Dass zu diesen Investoren Meister des Universums wie Rupert Murdoch und Larry Ellison von Oracle gehörten, ist schockierend, aber nicht überraschend: Sogar Isaac Newton fiel auf den Pitch der South Sea Company herein. Ebenso erweist sich FTX als warnendes Beispiel für Blue-Chip-Investoren, darunter Sequoia Capital und mindestens zwei Pensionsfonds. Während der Verlust von Geld für Risikokapitalgeber ein berufliches Risiko darstellt, haben Pensionsfonds nichts damit zu tun, in einen so volatilen Sektor wie Krypto zu investieren.

Es scheint ein komplettes Versagen grundlegender Überprüfungen bei einem Start-up gegeben zu haben, das keinen Vorstand hatte und auf das angeblich 32 Milliarden Dollar Geschäft mit QuickBooks-Software entfielen.
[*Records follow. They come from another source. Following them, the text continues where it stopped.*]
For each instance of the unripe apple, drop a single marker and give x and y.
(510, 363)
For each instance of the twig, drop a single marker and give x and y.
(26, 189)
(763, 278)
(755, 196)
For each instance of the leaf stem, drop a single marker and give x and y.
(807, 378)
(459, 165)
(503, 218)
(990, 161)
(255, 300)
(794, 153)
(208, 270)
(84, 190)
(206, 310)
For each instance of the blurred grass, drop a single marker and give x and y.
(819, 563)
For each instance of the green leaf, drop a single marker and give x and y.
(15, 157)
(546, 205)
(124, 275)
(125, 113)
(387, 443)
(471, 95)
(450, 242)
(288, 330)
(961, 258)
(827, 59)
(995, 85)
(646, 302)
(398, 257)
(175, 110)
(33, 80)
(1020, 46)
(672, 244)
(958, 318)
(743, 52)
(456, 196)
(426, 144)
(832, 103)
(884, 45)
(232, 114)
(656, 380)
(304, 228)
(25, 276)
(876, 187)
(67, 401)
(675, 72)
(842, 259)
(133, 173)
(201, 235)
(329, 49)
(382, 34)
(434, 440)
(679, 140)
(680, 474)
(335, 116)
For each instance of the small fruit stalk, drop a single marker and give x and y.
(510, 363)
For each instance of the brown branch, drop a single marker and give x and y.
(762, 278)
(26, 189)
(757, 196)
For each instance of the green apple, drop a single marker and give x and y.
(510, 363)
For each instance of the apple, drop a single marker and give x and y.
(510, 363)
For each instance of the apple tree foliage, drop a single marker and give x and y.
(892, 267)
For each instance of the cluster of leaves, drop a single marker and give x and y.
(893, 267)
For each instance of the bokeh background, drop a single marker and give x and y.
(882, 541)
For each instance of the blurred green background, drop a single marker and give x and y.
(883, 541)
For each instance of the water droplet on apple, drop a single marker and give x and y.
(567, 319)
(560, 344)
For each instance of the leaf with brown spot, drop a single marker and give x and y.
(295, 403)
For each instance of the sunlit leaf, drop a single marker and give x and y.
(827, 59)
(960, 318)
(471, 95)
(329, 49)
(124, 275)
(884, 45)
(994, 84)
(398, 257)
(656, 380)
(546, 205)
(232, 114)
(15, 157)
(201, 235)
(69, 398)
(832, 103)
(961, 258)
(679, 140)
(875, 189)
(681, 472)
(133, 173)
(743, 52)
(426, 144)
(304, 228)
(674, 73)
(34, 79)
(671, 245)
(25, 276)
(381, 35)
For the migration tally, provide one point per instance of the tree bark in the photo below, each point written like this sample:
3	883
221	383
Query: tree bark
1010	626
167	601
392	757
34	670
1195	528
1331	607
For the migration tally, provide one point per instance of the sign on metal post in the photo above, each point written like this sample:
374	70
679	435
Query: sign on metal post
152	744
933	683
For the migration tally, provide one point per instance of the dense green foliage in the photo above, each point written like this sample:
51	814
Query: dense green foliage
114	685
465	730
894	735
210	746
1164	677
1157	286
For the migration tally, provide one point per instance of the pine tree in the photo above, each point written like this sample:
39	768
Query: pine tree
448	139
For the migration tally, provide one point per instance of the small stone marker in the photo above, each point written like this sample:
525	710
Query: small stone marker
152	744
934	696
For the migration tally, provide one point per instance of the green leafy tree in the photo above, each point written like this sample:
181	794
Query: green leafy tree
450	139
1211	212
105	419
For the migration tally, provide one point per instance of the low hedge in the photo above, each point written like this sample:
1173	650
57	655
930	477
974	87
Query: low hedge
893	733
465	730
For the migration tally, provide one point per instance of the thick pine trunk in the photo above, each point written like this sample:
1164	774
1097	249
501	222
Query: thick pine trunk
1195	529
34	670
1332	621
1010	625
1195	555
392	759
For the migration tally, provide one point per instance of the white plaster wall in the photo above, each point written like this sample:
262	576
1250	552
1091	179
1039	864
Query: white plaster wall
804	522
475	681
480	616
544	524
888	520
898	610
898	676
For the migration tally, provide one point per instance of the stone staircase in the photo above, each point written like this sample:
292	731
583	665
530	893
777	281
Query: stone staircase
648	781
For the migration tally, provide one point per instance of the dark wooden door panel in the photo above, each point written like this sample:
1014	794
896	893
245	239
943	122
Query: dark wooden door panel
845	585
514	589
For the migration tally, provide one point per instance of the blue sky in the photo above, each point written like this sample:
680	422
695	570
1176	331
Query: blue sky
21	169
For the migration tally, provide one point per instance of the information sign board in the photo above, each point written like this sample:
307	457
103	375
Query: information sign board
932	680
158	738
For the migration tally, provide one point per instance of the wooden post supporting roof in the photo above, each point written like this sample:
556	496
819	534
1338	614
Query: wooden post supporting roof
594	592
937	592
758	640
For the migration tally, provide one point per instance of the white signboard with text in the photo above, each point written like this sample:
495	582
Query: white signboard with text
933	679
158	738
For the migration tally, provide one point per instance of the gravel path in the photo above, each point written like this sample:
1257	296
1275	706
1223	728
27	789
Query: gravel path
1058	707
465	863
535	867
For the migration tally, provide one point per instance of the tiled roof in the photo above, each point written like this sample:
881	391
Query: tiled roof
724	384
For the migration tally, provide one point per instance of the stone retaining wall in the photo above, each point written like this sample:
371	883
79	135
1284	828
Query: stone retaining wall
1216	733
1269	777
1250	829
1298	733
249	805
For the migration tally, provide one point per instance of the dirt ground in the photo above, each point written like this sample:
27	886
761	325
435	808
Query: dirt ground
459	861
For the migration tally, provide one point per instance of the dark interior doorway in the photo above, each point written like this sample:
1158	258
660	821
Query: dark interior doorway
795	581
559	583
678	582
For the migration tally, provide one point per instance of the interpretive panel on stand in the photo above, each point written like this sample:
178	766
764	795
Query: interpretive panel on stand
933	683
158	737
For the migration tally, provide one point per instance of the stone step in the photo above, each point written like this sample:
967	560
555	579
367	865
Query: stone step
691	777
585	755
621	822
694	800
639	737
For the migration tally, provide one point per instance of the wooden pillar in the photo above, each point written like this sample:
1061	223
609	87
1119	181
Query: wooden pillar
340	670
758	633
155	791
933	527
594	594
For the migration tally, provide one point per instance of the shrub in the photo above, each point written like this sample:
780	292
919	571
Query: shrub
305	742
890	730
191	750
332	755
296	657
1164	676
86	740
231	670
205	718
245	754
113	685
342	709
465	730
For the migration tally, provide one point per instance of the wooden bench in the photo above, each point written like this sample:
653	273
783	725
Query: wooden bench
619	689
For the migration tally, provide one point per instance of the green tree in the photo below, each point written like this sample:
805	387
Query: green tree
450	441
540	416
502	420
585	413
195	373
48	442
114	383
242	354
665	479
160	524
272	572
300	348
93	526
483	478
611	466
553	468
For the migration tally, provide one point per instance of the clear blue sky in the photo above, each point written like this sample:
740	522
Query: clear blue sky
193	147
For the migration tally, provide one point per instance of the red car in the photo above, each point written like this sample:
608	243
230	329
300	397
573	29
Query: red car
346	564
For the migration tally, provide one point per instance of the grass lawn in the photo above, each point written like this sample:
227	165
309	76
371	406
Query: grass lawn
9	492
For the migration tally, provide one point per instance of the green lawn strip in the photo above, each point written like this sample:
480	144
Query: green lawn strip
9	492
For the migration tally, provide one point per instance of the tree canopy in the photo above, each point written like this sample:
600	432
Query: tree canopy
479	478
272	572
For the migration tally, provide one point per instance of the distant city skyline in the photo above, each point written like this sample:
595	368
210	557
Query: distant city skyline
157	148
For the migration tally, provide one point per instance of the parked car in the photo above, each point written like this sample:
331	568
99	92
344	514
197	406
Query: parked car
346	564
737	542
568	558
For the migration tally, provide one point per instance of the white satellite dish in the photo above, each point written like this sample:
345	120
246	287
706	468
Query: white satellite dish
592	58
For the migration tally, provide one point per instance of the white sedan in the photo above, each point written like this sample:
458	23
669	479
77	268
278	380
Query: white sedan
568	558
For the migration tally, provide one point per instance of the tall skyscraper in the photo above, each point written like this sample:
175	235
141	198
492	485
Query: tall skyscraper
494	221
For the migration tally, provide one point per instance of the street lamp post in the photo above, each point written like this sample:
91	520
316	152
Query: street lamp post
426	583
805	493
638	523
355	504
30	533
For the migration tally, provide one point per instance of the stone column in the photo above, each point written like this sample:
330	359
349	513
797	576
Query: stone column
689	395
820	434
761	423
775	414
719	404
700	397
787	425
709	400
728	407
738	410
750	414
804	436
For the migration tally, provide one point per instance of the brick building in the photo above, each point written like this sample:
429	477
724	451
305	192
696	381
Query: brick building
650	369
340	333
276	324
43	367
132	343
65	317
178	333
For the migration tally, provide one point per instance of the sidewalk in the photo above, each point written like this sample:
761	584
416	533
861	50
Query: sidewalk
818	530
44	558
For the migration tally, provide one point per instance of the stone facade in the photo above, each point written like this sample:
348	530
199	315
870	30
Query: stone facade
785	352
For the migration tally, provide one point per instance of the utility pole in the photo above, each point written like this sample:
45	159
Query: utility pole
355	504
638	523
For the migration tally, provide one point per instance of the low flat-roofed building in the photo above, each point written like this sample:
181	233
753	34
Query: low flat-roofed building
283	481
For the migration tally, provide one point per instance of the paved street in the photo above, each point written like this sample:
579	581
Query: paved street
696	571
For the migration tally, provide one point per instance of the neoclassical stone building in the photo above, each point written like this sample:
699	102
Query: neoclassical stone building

Su Zhu, Mitbegründer von Three Arrows Capital, einem Hedgefonds, der selbst zusammenbrach, sagte, er habe FTX verwendet, nachdem er die Liste der dahinter stehenden Investoren gesehen hatte: „Ich nahm an, dass dort jemand DD gemacht hat [due diligence].“ Doch in einer Zeit, in der sogar Elon Musk auf Due Diligence verzichtete, bevor er sich bereit erklärte, Twitter für 44 Mrd.

Auch die demokratischen Politiker, die zig Millionen Dollar an FTX-Spenden erhalten haben, stellten nicht viele Fragen. Bankman-Fried stellte sich gerne als das freundliche Gesicht von Krypto dar, das Regulierung eher befürwortete als vermied – als Mittel, um den Wettbewerb zu ersticken, wie sich herausstellte.

Hinter dem Krypto-Geschwätz und den Empfehlungen von Prominenten von FTX behaupten die Staatsanwälte eine Geschichte, die so alt wie die Zeit ist. John Ray, der Restrukturierungsexperte und neuer Vorstandsvorsitzender von FTX, nennt es eine Unterschlagung der „alten Schule“. Bankman-Fried muss bis zum Beweis der Schuld als unschuldig gelten. Ein weniger schwindelerregender Umgang mit Start-ups und ihren visionären Gründern dürfte aber auf jeden Fall entstehen. Eines, in dem grundlegende Fragen gestellt und bewährte Aphorismen im Hinterkopf behalten werden, nicht zuletzt: Glauben Sie dem Hype nicht.